2010 seems to be shaping up as a super busy and very interesting year. Being appointed official photographer for the Adelaide International Arts Festival was a refreshing change to shooting film stills, which these days constitute the majority of my work load. I love documentary photography and the festival is as diverse as it comes. With my faithful cruiser bike as transport, I found myself racing between gallery openings, opera, theatre, the writers festival, a fireworks spectacular and the festival club; all in one particularly busy day. It was a treat to be working on the second job in a row in my home town Adelaide, and definitely a challenge to juggle family life with an erratic work schedule.

Northern Lights building projections on North Terrace, Adelaide.

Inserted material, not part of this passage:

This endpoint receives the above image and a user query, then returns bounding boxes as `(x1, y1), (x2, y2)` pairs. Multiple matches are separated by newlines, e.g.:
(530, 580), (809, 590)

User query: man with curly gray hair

As the festival drew to a close several film opportunities seemed to be emerging at the same time, and I needed to play my cards carefully to ensure I was available for what I could only speculate would be the best project. It was the UK film Attack the Block that locked me in first and on the last day of the Adelaide Festival I delivered my hard drive of some 8000 images and jumped on a plane to London.
The first feature by writer/director Joe Cornish, and my third film with producer Nira Park and her company Big Talk Productions, Attack the Block is a very London film and far from the type of projects I tend to work on in Australia. The story centres on a gang of teen-ages who find themselves fighting for their lives and defending their tower block housing estate against an alien assault. The fast paced script uses London street jargon cleverly and has a moral story within its science fiction plot. I was fortunate to have the freezing northern winter break pretty much on the day I arrived, but it is still very fresh outdoors as we shoot all through the night in between showers, the crew a huddled mass of black, thickly clad, Gortex wrapped figures in beanies and scarfs.

[IMAGE] Attack the Block crew outside an East London housing estate used in the film.

Once again I am staying with my friend Dan Mudford in the basement of his Tooting flat. It is always a pleasure to see him and his enormous and eclectic music collection is my companion through the countless hours of editing I make for myself by shooting over a thousand images a night.